“Where’s Number Two?” asked Allan.
“Number Two will be here in four or five minutes,” answered the other dispatcher.
“And that freight ought to have been here ten minutes ago!” wailed the first speaker. “Oh, its enough to drive a man crazy,” and he went on calling Schooley’s.
The east bound flyer could not, of course, be permitted to leave Wadsworth until the west-bound freight had pulled in, or had been definitely located. It was lost as completely as though it had wandered away to the farthest corner of the globe.
Allan stood for a moment with a line of perplexity between his eyebrows. Then he looked up with a sudden interest as he heard the faint click-click, click-click which told that the operator at Schooley’s had answered at last.
“How about extra west?” clicked the dispatcher.

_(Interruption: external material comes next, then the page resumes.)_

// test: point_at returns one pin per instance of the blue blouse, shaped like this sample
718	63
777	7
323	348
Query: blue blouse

“Passed here at 9.22,” came the answer.
Allan glanced at the clock. It was 9.47; in other words, the train had passed Schooley’s twenty-five minutes previously, and Schooley’s was only seven miles out. That seven miles should have been covered in fifteen minutes at the outside. What, then, had happened to delay the train?
A long whistle in the distance told of the approach of the flyer, and a minute later, it rumbled into the station and came wheezing to a stop. The train would stop for five minutes to change engines. That it should be held up longer than that by a freight train was heartrending. It was over half an hour late already, and Allan had hoped that some of this lost time might be made up on the run east to Parkersburg.
“There’s only one thing to be done,” he said, “and that’s to flag out till we find that freight train,” and he hurried down the stairs to give the necessary orders.